Figure 9

Caspofungin depletes caffeine-sensitive ER Ca²⁺ stores. (A) In the Ca²⁺-free buffer solution, exposure to caffeine (30 mM) led to a rapid and prolonged reduction in Mag-Fluo-4-fluorescence. The ER stores were replenished by a voltage-gated Ca²⁺ influx (exposure to 200 mM K⁺ ions). (B) Caffeine exposure induces the discharge of ER Ca²⁺ stores prior to caspofungin application. In addition, caspofungin did not induce a further reduction in Mag-Fluo-4-fluorescence, demonstrating that ER stores were already depleted by caffeine. (C) The addition of caffeine led to a significant reduction in the Mag-Fluo-4-fluorescence indicating that the Ca²⁺ stores in the ER were empty. Subsequent application of caspofungin in the presence of caffeine did not alter the Mag-Fluo-4-fluorescence any further. (D) Isolated mice tracheae were either exposed to caspofungin (120 µM) or kept as controls in buffer solutions.

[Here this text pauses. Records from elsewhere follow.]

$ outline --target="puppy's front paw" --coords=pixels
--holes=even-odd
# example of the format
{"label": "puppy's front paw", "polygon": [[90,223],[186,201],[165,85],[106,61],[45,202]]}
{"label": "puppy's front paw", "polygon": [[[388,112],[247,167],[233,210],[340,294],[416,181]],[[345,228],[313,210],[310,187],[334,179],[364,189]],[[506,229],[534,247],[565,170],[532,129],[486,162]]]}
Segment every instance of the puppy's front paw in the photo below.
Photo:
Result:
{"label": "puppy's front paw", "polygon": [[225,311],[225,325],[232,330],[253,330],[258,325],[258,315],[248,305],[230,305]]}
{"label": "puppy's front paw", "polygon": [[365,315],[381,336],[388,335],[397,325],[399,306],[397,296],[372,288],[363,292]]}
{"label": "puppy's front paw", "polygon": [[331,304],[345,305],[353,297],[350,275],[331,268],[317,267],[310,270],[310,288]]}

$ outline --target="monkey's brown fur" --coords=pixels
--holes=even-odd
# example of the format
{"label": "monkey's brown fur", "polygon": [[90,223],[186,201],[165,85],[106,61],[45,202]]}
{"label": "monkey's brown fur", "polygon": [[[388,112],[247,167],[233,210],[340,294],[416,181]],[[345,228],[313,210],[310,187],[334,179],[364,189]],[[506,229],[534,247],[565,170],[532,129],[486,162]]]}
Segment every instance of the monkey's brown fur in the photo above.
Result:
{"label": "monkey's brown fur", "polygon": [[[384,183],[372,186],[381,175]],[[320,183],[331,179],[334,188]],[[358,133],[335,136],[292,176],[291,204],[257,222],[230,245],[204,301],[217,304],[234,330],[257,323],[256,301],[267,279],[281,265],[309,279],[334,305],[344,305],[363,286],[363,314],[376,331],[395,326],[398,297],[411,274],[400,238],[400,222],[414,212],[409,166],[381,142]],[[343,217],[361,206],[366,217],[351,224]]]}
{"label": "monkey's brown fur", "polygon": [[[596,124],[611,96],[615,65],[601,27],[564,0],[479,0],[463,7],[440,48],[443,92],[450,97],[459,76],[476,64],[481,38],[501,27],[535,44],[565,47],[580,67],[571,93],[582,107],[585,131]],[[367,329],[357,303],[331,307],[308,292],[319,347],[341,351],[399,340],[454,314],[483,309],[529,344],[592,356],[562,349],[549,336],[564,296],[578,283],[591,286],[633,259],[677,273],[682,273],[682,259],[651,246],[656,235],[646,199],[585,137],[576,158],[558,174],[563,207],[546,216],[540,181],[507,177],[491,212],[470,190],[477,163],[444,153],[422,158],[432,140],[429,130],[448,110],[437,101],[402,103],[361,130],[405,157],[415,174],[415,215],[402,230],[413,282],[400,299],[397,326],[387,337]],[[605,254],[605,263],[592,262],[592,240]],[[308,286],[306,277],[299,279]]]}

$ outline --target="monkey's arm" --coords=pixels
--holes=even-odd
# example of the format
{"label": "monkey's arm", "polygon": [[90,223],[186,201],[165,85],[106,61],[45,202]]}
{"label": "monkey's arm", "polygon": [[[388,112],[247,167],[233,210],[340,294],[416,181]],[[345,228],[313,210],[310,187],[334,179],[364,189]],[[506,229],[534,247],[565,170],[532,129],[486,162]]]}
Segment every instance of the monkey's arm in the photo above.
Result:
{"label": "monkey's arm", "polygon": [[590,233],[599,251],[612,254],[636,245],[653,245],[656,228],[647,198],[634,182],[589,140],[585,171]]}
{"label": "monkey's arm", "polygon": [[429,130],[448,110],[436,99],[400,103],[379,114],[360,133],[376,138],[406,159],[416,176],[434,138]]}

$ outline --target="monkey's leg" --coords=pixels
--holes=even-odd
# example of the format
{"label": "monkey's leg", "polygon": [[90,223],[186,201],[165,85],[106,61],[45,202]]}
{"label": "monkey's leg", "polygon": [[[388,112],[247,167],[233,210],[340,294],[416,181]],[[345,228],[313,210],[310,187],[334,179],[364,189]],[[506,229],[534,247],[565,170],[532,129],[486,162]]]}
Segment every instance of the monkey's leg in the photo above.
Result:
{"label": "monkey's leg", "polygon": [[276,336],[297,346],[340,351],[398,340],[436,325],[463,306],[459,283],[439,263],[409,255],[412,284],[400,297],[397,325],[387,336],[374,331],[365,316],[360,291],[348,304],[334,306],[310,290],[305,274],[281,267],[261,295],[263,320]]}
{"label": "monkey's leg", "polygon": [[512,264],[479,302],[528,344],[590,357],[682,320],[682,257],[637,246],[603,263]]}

Under both conditions, we observed only minor alterations in ROS generation displayed by emission fluorescence at 590 nm. (the horizontal bars in the experimental recordings depict the exposure periods of defined pharmacological agents. n = number of individual investigated cells, ns = not significant, ***p < 0.001, two-way ANOVA).